Thadred didn’t know what she meant and yet he did. He could feel himself in the fabric of eternity, in the endless flow of birth, death, and rebirth. A world of constant change that was somehow unchanging.

The Cursewood pressed around him like smoke, toxic and threatening, brooding like a snake about to strike. This place wasn’t even under a curse, it was a curse.

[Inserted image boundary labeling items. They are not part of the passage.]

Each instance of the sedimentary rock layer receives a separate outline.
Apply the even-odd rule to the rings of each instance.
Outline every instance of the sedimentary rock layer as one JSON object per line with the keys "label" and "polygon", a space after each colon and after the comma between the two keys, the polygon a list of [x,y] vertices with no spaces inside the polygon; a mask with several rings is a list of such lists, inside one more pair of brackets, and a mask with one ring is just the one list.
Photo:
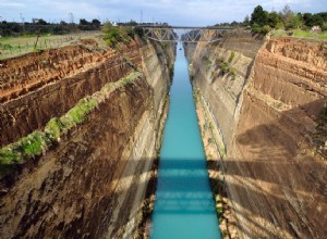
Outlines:
{"label": "sedimentary rock layer", "polygon": [[[101,55],[94,49],[85,50],[89,46],[71,48],[75,48],[75,54],[66,56],[71,62],[82,55],[99,61],[85,60],[88,63],[82,64],[83,70],[71,70],[51,84],[7,99],[3,118],[20,108],[25,113],[17,113],[22,117],[15,116],[11,127],[3,124],[8,134],[2,143],[41,129],[50,117],[64,114],[81,98],[136,67],[144,76],[117,88],[44,155],[27,160],[1,178],[1,238],[131,238],[136,232],[152,164],[160,147],[159,121],[166,114],[173,46],[136,40],[120,46],[120,51],[107,49]],[[62,55],[61,50],[65,52],[50,51]],[[29,61],[33,59],[29,55]],[[62,68],[71,67],[70,62],[62,64]],[[48,66],[38,67],[48,71]],[[17,122],[26,122],[26,128]],[[10,137],[10,130],[17,136]]]}

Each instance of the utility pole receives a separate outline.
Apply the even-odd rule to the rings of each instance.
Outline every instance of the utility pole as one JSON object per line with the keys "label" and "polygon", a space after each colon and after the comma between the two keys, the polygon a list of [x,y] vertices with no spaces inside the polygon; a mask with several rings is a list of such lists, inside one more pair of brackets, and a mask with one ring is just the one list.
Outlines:
{"label": "utility pole", "polygon": [[141,10],[141,17],[140,17],[140,24],[143,23],[143,10]]}
{"label": "utility pole", "polygon": [[70,12],[69,17],[70,17],[70,24],[73,25],[74,24],[74,14],[72,12]]}

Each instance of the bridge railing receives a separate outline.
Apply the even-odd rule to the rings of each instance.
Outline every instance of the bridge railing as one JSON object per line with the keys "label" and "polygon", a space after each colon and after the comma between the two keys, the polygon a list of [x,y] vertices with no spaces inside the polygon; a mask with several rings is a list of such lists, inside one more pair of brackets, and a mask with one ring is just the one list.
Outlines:
{"label": "bridge railing", "polygon": [[[230,27],[199,27],[199,26],[168,26],[168,25],[138,25],[145,35],[156,41],[182,41],[208,43],[219,41],[223,33]],[[178,34],[177,34],[178,33]]]}

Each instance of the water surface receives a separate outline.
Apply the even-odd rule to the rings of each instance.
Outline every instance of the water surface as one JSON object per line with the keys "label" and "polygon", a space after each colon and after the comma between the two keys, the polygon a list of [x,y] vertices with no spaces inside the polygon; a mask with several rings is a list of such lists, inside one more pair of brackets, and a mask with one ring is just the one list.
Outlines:
{"label": "water surface", "polygon": [[179,50],[160,151],[152,239],[221,238],[184,51]]}

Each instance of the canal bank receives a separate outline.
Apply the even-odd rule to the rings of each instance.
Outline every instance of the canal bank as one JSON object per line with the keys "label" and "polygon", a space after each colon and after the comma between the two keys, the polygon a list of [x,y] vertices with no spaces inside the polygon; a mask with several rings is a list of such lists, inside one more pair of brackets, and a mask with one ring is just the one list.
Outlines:
{"label": "canal bank", "polygon": [[174,63],[150,238],[220,238],[183,50]]}

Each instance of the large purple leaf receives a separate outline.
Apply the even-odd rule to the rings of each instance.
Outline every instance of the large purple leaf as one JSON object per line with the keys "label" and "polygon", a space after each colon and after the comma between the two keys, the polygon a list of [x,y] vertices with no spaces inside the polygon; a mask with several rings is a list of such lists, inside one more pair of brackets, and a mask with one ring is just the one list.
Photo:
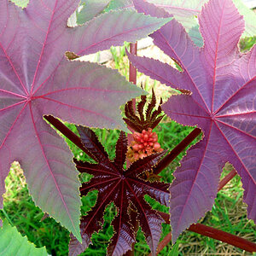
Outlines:
{"label": "large purple leaf", "polygon": [[[108,9],[132,9],[133,0],[112,0]],[[199,32],[198,20],[196,17],[201,14],[202,6],[208,0],[145,0],[145,2],[154,3],[155,6],[165,9],[171,15],[180,22],[193,42],[199,47],[203,45],[203,40]],[[136,3],[136,1],[135,1]],[[234,0],[234,3],[239,9],[241,15],[244,16],[246,21],[246,30],[242,37],[253,37],[256,35],[256,15],[244,5],[241,0]],[[136,3],[135,3],[136,4]]]}
{"label": "large purple leaf", "polygon": [[157,165],[165,152],[139,160],[125,172],[123,165],[127,152],[127,138],[124,132],[119,135],[116,144],[116,156],[112,162],[108,158],[102,157],[104,150],[92,131],[79,127],[79,131],[87,150],[99,156],[96,160],[98,164],[77,161],[79,172],[94,176],[89,183],[83,183],[80,191],[85,195],[90,190],[97,189],[98,197],[96,206],[81,220],[83,243],[80,244],[71,236],[69,255],[78,255],[86,249],[91,242],[91,235],[102,228],[105,207],[112,201],[118,208],[118,214],[112,222],[114,235],[108,247],[108,255],[123,255],[131,249],[131,245],[135,242],[137,220],[145,234],[153,255],[155,255],[163,219],[145,201],[144,195],[148,195],[160,203],[169,206],[168,184],[150,183],[143,179],[141,174]]}
{"label": "large purple leaf", "polygon": [[[0,193],[11,163],[19,160],[35,203],[80,239],[80,183],[73,155],[43,116],[125,130],[119,108],[143,91],[116,71],[66,60],[65,52],[136,41],[168,20],[125,10],[67,27],[79,3],[34,0],[21,9],[0,2]],[[131,23],[124,20],[127,15]]]}
{"label": "large purple leaf", "polygon": [[[166,16],[141,0],[140,11]],[[256,220],[256,47],[241,55],[244,21],[231,0],[211,0],[199,16],[204,47],[193,45],[174,20],[152,35],[154,42],[183,68],[130,55],[139,71],[167,85],[189,90],[172,96],[163,110],[185,125],[198,125],[204,138],[193,146],[171,185],[173,241],[211,210],[221,170],[231,163],[241,177],[247,217]]]}

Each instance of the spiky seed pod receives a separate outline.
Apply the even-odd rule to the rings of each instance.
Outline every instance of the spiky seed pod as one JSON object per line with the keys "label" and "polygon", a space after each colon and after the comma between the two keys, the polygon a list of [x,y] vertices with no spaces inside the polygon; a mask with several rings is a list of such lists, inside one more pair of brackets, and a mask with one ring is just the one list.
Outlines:
{"label": "spiky seed pod", "polygon": [[[133,109],[131,101],[128,102],[125,108],[125,118],[124,118],[124,120],[131,128],[139,133],[142,133],[143,130],[148,130],[148,128],[154,129],[165,116],[165,114],[160,115],[162,112],[160,107],[160,105],[162,104],[162,99],[160,99],[160,106],[156,108],[156,98],[153,89],[152,99],[148,103],[148,108],[145,109],[144,116],[143,113],[147,100],[147,96],[141,96],[141,101],[137,103],[137,106],[138,115],[136,114]],[[154,108],[156,109],[154,110]]]}
{"label": "spiky seed pod", "polygon": [[138,159],[146,157],[151,154],[162,152],[160,144],[158,143],[158,136],[152,132],[152,129],[143,130],[141,133],[135,131],[133,139],[127,151],[127,159],[134,162]]}

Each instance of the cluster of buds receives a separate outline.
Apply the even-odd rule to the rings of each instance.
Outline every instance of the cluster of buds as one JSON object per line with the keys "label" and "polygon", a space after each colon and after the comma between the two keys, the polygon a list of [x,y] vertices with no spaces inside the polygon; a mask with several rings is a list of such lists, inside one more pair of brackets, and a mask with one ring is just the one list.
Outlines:
{"label": "cluster of buds", "polygon": [[151,128],[148,131],[143,130],[142,133],[135,131],[133,138],[134,141],[131,142],[131,147],[129,147],[127,151],[127,159],[131,162],[164,150],[157,142],[157,134],[152,132]]}

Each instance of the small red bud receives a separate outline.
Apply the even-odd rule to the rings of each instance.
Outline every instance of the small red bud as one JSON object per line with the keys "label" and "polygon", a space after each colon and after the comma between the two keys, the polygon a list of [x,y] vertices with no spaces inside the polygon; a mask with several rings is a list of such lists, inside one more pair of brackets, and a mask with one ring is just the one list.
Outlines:
{"label": "small red bud", "polygon": [[139,148],[143,149],[144,148],[144,146],[143,144],[139,144],[138,145]]}
{"label": "small red bud", "polygon": [[160,149],[161,148],[160,144],[159,143],[154,143],[154,149],[155,151],[157,151],[158,149]]}
{"label": "small red bud", "polygon": [[145,134],[144,135],[144,141],[148,141],[148,134]]}

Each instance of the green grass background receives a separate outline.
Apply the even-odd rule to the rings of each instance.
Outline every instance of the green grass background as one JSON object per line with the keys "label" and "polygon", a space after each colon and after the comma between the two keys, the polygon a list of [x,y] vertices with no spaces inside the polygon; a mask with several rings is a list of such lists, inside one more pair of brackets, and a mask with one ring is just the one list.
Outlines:
{"label": "green grass background", "polygon": [[[249,49],[256,41],[256,38],[247,38],[241,43],[243,50]],[[116,48],[111,49],[113,55],[112,63],[108,63],[112,67],[117,68],[126,78],[128,76],[128,61],[125,57],[125,47],[120,49],[120,55],[118,55]],[[148,78],[139,73],[138,78],[144,81],[144,86],[150,92],[150,88],[154,87],[158,90],[158,83],[151,81]],[[166,90],[167,91],[167,90]],[[165,91],[161,95],[164,99],[169,96]],[[160,99],[158,99],[160,100]],[[67,125],[70,129],[76,131],[74,125]],[[165,149],[173,148],[181,142],[194,128],[184,127],[173,121],[165,118],[163,122],[155,129],[158,133],[160,143]],[[111,159],[114,157],[114,147],[119,131],[108,130],[95,130]],[[198,138],[199,139],[199,138]],[[197,139],[197,140],[198,140]],[[71,142],[67,140],[74,156],[80,160],[89,160],[84,153],[81,152]],[[194,143],[196,142],[195,140]],[[175,168],[179,165],[179,160],[183,158],[185,152],[181,154],[160,176],[162,180],[171,183],[173,177],[172,173]],[[231,166],[227,165],[224,170],[222,177],[227,174]],[[90,179],[89,175],[81,177],[83,181]],[[0,217],[5,218],[12,225],[15,225],[18,230],[26,235],[29,241],[40,247],[46,246],[49,254],[51,255],[67,255],[69,234],[50,218],[40,221],[44,212],[35,207],[26,184],[22,170],[18,163],[14,163],[9,177],[6,179],[7,192],[4,195],[3,210],[0,211]],[[242,202],[243,189],[241,188],[241,179],[238,176],[235,177],[223,190],[218,193],[215,203],[211,212],[199,222],[224,231],[240,236],[251,241],[256,241],[255,224],[252,220],[247,218],[247,206]],[[96,190],[90,191],[87,196],[82,198],[82,212],[85,213],[94,206],[97,197]],[[153,208],[167,212],[168,209],[154,201],[149,197],[146,200],[151,204]],[[92,236],[92,242],[85,253],[81,255],[105,255],[106,247],[113,236],[113,227],[111,221],[116,214],[116,209],[113,204],[109,205],[104,214],[104,224],[102,230],[98,234]],[[161,239],[171,231],[170,225],[163,224],[163,233]],[[1,241],[0,241],[1,242]],[[160,255],[174,255],[171,253],[172,245],[170,243],[164,248]],[[222,243],[218,241],[202,236],[201,235],[184,231],[177,240],[177,253],[175,255],[252,255],[235,247]],[[149,248],[145,241],[145,238],[141,230],[137,236],[137,243],[135,245],[135,255],[147,255]]]}

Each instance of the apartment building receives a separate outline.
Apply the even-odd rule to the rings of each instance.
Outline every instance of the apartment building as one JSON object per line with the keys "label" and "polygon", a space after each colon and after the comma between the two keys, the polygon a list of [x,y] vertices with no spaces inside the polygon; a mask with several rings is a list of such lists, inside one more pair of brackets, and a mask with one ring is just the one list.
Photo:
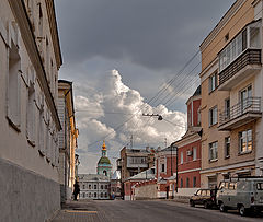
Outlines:
{"label": "apartment building", "polygon": [[0,221],[44,221],[60,208],[53,0],[0,7]]}
{"label": "apartment building", "polygon": [[262,175],[261,19],[261,0],[237,0],[201,44],[202,187]]}
{"label": "apartment building", "polygon": [[187,131],[178,148],[178,196],[192,196],[201,187],[201,86],[187,102]]}
{"label": "apartment building", "polygon": [[58,133],[59,184],[61,202],[71,198],[76,180],[76,149],[79,130],[76,128],[72,82],[58,80],[58,116],[62,129]]}

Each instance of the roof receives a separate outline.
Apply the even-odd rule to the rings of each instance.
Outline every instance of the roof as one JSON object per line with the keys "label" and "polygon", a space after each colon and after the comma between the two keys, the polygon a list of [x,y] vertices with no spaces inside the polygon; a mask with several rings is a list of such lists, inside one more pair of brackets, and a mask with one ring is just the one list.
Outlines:
{"label": "roof", "polygon": [[98,162],[98,164],[103,164],[103,163],[111,164],[111,161],[110,161],[110,159],[107,156],[101,156],[101,159]]}
{"label": "roof", "polygon": [[148,168],[146,171],[136,174],[127,178],[126,180],[140,180],[140,179],[155,179],[156,178],[156,167]]}
{"label": "roof", "polygon": [[108,177],[103,174],[79,174],[80,182],[108,182]]}
{"label": "roof", "polygon": [[121,172],[115,171],[111,179],[115,179],[115,180],[121,179]]}

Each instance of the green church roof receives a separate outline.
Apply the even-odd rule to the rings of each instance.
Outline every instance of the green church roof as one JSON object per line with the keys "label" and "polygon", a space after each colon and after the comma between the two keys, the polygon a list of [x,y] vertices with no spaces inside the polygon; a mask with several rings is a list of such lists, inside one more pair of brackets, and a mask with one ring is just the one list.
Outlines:
{"label": "green church roof", "polygon": [[108,157],[102,156],[98,164],[103,164],[103,163],[111,164],[111,161],[108,160]]}

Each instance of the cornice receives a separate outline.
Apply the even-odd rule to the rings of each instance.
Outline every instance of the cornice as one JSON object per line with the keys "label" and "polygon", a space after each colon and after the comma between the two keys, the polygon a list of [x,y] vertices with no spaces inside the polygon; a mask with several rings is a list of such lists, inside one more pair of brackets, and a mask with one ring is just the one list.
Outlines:
{"label": "cornice", "polygon": [[48,86],[45,69],[44,69],[36,43],[35,43],[34,34],[32,32],[32,26],[31,26],[30,19],[27,16],[24,3],[21,0],[9,0],[9,4],[14,14],[15,21],[20,27],[21,37],[23,38],[23,42],[24,42],[24,45],[28,52],[31,62],[36,70],[36,75],[37,75],[37,78],[39,80],[39,84],[44,91],[47,105],[52,112],[53,119],[56,124],[57,129],[60,130],[61,125],[59,121],[57,108],[56,108],[50,89]]}
{"label": "cornice", "polygon": [[235,15],[235,13],[242,7],[245,0],[237,0],[231,8],[221,17],[219,23],[214,27],[214,30],[208,34],[208,36],[203,40],[199,48],[203,51],[210,42],[216,37],[216,35],[221,31],[221,28],[228,23],[228,21]]}

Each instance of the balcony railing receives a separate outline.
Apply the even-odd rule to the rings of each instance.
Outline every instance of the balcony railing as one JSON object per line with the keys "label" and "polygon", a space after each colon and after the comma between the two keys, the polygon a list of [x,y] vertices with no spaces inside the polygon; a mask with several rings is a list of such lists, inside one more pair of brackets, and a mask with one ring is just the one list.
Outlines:
{"label": "balcony railing", "polygon": [[219,85],[231,79],[248,65],[261,65],[261,49],[247,49],[219,73]]}
{"label": "balcony railing", "polygon": [[261,117],[261,97],[248,97],[219,114],[219,129],[230,130]]}

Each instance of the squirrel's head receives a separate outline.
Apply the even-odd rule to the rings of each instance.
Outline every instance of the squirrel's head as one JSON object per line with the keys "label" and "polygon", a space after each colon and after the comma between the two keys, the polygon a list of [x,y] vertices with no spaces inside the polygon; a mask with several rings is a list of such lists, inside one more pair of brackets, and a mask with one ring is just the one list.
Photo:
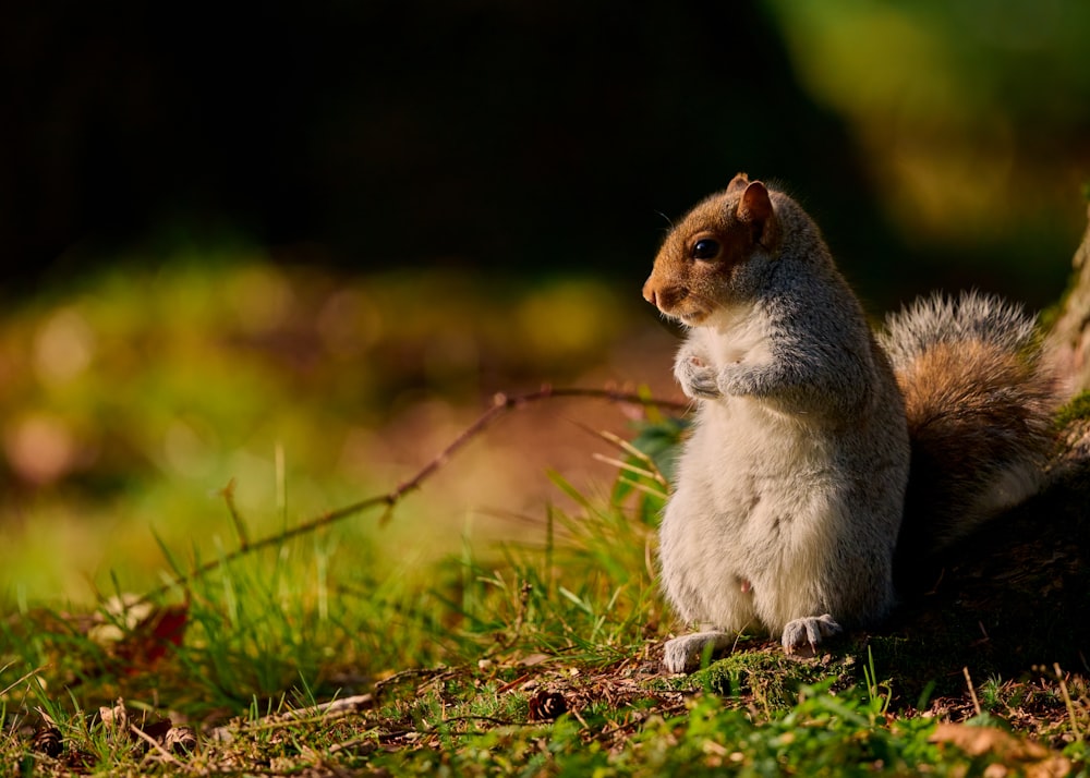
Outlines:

The life within it was twisted, perverted. It made him think of rotten corpses and poisoned wells.

“It’s too tainted here,” Thadred said.

“No,” Sair whispered, as if she could sense him withdrawing. Maybe she did. “Your ka is yours alone. The Cursewood can’t hurt you. Push it back.”

“How?”

“How would you push it back in the natural?”

Thadred inhaled and was a little surprised when he didn’t cough on the Cursewood’s smog. He focused on the noxious cloud around him and imagined waving it away like he would a smoke cloud.

Except, unlike a smoke cloud, the Cursewood’s blight didn’t swirl and puff around him.

The Cursewood snapped back. For one instant, Thadred’s head cleared of the Cursewood’s poison, it shoved away from him. The curse scuttled away like a million cockroaches.

Thadred heaved a deep breath and almost laughed. He could do this after all.

No sooner had he allowed himself a chuckle than the curse slammed back into him. It hit like a punch to the gut.

Thadred pitched forward, narrowly missed knocking into Sair, and sprawled on the ground.

Cursing and spitting, he pushed himself onto his elbows.

Sair watched him silently, her bloodied hands held lightly in her lap. “That should be enough for them to find us,” she said.

Thadred glared at her. “You could have warned me it would feel like getting a right hook to the sternum.”

Sair shrugged. “You were already skeptical you could use magic. I decided you didn’t need anything else to hold you back.”

“That wasn’t magic.”

“No? Then what was it?”

Thadred had no answer for that. “Did it work?”

“We’ll know soon enough,” Sair replied. “You didn’t channel a lot, but you should have created enough of a disturbance in the Cursewood for the mothers to establish a link.”

Thadred blinked at her. “I understood about two of those words.”

Sair blinked back t him. “It should work, but we won’t know for some time.”

“Wonderful.” Thadred offered her a caustic smile.